Education in its general sense is a form of learning in which the knowledge, skills, and habits of a group of people are transferred from one generation to the next through teaching, training, or research states the E- News Article Science Daily.

It is also considered as a crucial driver which contributes to social, political, cultural and economic transformation of a country by creating skilled quality human intellectual capital and only a quality intellectual capital can contribute to the development of its nation. Thus, institutions of higher learning which are an integral part of the education system play a very important role in grooming its students towards becoming the quality human intellectual capital. So much so because, it has also become a common expectation from the industry that higher education institutions should equip graduates with the proper skills necessary to achieve success in the workplace (Robinson, 2000)

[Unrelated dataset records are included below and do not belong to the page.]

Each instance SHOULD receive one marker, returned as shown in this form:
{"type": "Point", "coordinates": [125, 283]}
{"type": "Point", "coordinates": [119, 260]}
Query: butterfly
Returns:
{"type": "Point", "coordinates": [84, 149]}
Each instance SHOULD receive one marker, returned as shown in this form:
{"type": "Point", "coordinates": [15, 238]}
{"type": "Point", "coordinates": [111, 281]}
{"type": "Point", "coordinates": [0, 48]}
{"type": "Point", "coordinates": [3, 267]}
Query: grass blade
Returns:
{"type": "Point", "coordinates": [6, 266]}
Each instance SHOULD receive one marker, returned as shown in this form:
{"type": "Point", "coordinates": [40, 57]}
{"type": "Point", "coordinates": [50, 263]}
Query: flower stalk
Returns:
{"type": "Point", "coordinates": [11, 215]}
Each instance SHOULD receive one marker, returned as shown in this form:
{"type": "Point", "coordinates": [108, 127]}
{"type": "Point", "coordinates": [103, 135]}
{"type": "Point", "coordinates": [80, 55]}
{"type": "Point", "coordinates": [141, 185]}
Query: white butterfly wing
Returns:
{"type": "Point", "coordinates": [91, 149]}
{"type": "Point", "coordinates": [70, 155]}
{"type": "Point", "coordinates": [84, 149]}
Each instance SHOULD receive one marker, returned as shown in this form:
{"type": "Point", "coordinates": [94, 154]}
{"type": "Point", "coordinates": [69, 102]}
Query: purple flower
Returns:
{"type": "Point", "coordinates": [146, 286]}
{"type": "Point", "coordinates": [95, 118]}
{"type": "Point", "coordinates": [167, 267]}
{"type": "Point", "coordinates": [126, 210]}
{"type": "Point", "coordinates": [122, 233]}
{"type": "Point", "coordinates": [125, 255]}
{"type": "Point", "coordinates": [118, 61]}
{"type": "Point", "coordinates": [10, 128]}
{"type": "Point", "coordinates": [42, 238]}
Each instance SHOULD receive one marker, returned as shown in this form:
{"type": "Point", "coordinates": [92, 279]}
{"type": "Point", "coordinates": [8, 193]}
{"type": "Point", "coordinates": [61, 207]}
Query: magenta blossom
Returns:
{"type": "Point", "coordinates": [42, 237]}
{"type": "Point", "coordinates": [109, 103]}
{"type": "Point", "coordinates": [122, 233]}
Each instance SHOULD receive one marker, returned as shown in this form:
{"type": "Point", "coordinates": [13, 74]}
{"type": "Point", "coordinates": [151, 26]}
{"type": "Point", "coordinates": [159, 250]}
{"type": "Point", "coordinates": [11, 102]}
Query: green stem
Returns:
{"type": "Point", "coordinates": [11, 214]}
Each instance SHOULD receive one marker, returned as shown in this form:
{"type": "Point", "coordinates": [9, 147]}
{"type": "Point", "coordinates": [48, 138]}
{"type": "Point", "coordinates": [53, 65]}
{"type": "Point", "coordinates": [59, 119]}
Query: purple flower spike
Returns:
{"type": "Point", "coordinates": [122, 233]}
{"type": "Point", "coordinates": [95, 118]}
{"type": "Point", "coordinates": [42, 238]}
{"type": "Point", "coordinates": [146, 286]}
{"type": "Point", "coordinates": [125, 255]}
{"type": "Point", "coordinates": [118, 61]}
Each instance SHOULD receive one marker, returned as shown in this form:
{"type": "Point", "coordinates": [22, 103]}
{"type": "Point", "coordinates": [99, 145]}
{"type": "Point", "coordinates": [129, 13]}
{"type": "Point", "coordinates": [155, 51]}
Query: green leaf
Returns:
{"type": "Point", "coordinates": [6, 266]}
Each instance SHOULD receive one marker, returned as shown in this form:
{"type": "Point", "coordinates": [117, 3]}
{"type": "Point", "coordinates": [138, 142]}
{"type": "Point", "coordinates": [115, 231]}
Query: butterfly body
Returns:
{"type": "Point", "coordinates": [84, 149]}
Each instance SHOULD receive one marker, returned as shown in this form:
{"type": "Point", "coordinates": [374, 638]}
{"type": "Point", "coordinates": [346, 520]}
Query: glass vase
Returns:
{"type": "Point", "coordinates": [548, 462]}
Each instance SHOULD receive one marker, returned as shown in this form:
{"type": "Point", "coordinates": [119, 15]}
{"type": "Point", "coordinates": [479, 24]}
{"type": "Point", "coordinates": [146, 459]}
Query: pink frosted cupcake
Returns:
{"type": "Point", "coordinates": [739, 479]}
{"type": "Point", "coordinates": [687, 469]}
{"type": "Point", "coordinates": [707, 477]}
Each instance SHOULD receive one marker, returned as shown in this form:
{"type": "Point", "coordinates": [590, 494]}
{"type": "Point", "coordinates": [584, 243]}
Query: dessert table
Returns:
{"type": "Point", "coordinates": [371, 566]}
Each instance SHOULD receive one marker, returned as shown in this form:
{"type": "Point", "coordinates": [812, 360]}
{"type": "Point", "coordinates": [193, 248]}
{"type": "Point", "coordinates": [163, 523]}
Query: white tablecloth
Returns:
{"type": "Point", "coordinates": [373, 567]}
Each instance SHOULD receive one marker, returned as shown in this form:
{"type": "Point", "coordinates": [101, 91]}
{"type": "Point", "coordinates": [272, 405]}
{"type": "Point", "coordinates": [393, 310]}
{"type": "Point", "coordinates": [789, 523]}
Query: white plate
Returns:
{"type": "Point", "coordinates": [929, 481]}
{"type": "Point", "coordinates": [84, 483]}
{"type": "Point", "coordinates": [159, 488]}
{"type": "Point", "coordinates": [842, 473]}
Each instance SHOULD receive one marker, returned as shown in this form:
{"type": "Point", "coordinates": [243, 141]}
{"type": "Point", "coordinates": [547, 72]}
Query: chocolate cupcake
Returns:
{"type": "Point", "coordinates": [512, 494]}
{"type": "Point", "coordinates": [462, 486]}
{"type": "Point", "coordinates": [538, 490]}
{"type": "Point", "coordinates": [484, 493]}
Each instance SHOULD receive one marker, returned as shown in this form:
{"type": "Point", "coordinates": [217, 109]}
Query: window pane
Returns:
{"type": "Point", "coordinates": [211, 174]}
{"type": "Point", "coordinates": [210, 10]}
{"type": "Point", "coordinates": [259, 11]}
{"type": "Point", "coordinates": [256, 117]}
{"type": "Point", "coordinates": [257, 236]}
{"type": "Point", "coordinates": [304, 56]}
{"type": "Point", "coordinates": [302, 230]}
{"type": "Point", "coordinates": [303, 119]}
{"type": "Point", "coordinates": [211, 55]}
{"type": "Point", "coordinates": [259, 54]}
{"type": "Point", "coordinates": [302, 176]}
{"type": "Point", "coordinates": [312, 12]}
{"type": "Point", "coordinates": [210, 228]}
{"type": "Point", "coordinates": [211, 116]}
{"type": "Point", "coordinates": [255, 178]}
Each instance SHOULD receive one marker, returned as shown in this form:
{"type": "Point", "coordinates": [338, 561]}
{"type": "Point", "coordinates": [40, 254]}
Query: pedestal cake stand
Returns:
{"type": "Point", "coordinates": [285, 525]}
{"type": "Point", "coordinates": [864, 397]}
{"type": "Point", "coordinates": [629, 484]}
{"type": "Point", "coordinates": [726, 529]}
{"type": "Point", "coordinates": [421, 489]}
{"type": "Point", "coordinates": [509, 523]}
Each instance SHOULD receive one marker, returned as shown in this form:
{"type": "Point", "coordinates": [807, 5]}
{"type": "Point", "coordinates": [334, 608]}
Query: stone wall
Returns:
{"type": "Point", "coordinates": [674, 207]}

Thus, Higher education in India should only aim to produce human capital equipped with knowledge and skills for survival of the individual and growth of the country. In view of this aim, higher education can be considered as a process of skill formation which is in equivalence to the process of intellectual capital formation. Higher education in India has an ace record of producing world’s largest number of Scientists, Engineers and Management graduates, but this record crumbles down feebly as the quantity of the on paper qualified graduates vis-a-vis the quality of only those few graduates who are employed is very shocking. HEIs have miserably failed in equipping the graduates - the intellectual capital of the country with skill sets required to suit the industry environment. There is a striking disparity between the theoretical knowledge inputs extended to the students in HEIs and the application skills required by the graduates to perform in the Industry. Thus, Indian universities need to step down and understand that the Intellectual Capital, they produce is the driver for the growth of Indian economy and so take huge steps to revamp the current curriculum and pedagogy of the II and II tier HEIs.

Today’s highly technical and sophisticated jobs at both the national and global level demand highly professional graduates that can increase the productivity of the firm and thereby increase its value. For instance, the shift from production oriented Engineering jobs to service oriented Engineering jobs demands professionals with both sound technical and behavioral skills to attain and retain the job (Hillage & Pollard, 1998).